破天荒

若い頃は、「破天荒」とか「無頼」みたいな形容詞で語られる人生に憧れを抱いていた。平凡なレールに乗った人生じゃなくて、人と違った格好いい生き方がしたい、と鼻息も荒く思っていた。若者らしい青い憧れだけれど、平成も終わろうというこの時期に振り返ってみると、甚だ昭和っぽい憧れでもあったのだなぁと思う。

こんなことを考えたのは、「ボヘミアン・ラプソディ」と「エリック・クラプトン~12小節の人生~」を立て続けに見たからだ。フレディとエリックが「破天荒」だったかどうかはさておき、ふたりともセックス・ドラッグ・アルコールといった退廃をたっぷり経験している。70年代から80年代にかけて、世の中への「異議申し立て」にあたっては、このセックス、ドラッグ、アルコールというのは必須科目のようなもので、一般常識や良識を踏み外すためのお決まりの方法論だった。ロックミュージシャンや無頼派の作家などは、みな揃ってこの泥沼にはまり込み、若者は憧れの眼差しでその姿を見ていた。

憧れてはみたものの、この泥沼にハマるのはけっこうハードルが高かった。男子校育ちのやや自意識過剰な男子としては、女子に並々ならぬ興味はあったものの、手当たり次第というほど器用な真似はできなかった。ドラッグは、戦後のヒロポンのようにそこらに転がっていれば試すことも出来たのかもしれないが、マリファナのようなソフトなものであっても入手手段などなかった。代わりに、タバコを吸って、クラプトンのように、ギターヘッドの弦の間に火のついたタバコを挟んで演奏してみたりもしたが、ニオイが生理的に駄目だった。酒は一時期頑張って飲んでみたものの、酔っ払う前に、気持ち悪くなって動けなくなるか、眠り込んでしまうかで、記憶をなくして「破天荒」なことをしでかすはるか手前の段階でダウンしていた。

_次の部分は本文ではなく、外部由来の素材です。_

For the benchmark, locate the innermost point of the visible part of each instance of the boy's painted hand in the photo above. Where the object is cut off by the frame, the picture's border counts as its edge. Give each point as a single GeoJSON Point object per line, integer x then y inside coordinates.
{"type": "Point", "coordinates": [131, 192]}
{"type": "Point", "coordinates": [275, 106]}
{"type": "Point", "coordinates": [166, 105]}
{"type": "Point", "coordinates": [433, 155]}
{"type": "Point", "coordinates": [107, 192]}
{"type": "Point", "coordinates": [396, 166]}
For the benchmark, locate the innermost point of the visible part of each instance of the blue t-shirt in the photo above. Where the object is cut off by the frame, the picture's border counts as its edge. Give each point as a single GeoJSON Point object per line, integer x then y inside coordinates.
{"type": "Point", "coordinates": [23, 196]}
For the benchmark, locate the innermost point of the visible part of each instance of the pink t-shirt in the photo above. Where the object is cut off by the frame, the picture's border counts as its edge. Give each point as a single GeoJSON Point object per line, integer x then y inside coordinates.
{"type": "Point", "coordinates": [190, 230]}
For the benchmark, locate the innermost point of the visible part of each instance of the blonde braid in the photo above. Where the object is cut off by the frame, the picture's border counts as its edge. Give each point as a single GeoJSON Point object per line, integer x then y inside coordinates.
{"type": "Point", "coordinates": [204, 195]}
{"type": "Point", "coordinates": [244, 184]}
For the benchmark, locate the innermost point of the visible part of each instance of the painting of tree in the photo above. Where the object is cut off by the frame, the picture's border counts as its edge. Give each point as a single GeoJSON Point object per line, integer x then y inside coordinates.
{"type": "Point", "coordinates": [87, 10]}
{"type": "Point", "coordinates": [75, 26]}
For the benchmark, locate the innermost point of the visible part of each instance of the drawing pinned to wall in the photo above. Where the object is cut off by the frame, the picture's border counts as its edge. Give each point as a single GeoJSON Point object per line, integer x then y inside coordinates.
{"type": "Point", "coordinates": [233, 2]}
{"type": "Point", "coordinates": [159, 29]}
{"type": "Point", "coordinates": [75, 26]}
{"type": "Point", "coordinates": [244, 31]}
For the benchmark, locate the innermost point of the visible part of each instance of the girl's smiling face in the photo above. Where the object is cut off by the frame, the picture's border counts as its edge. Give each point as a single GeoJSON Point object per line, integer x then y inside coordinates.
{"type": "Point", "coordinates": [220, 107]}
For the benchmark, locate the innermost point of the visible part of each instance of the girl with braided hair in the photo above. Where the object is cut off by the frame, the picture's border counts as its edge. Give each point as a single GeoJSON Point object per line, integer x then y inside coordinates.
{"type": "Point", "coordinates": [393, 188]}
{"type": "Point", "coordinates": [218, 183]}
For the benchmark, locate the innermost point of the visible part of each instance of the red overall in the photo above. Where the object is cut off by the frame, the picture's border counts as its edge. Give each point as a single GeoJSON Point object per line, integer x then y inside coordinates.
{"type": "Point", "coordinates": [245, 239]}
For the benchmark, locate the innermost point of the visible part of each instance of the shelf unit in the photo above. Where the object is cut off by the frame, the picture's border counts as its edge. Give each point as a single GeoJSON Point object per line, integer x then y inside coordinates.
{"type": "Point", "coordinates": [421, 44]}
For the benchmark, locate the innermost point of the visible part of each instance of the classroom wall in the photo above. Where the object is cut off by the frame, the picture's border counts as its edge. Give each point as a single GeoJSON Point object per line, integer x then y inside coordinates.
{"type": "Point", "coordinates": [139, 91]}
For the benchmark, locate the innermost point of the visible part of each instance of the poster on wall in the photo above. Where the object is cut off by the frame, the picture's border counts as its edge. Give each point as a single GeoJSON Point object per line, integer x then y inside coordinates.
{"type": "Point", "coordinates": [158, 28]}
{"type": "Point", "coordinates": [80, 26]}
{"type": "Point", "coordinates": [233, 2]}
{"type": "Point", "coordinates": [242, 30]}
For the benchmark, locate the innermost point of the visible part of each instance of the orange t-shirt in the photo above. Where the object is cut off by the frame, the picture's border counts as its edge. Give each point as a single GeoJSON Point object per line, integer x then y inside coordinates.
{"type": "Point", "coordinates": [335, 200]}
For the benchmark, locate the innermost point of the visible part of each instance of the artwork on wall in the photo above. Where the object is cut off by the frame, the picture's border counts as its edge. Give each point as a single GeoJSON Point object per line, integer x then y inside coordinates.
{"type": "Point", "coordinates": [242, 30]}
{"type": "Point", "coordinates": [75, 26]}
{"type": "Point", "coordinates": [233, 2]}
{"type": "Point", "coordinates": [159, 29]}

その後、身の回りで、ドラッグはともかく女や酒に耽溺する人を見てきたが、みな生理的に、というか、ナチュラルボーン・酒好き女好きであって、ムリして溺れている人というのはあまりいない1)。なぜそんなに飲みたいのか、なぜそんなにヤりたいのか、という問いにはあまり意味がない。「破天荒」に生きたくて、なんて人はおらず、ただ、そこに酒があるから、とかそこに女がいるから、みたいな人ばかりである。聞きようによっては孤高の登山家の深淵な哲学と勘違いしそうになるが、何のことはない、好きだから、という生理的な反射に近いのだった。

話がすっかり逸れた。この「破天荒」への憧れが昭和っぽいというのは、つまり、「普通の」人生が、レールに乗ったらそのまま年をとっていくだけの退屈なもの、という前提があるからだ。いい学校に行き、いい会社に就職し、定年までつつがなく勤めて、退職後は年金暮らし、というレール。高度経済成長と終身雇用があたかもずっと続く「真理」のように思い込んでいた昭和が背景にどどんと鎮座していたのである。言うまでもなくこの昭和の思い込みは雲散霧消し、レールなんて探しても見当たらない時代になった。これから、ますます先が読み通せない時代になり、みなそれぞれに変化に機敏に対応しながら生きていくのだとすれば、「破天荒」になるのはますます難しい。だってもはや踏み外すべき「普通」がないのだから。

1 もちろんアルコール依存の問題は深刻で、いつしかアルコールがその人をコントロールするようになってしまう。クラプトンが映画の中で「当時、自殺しなかった理由は、死んだら酒が飲めなくなると思っていたからだ」と語っていたが、まさに酒が人格を乗っ取ってしまうこともあるのだ。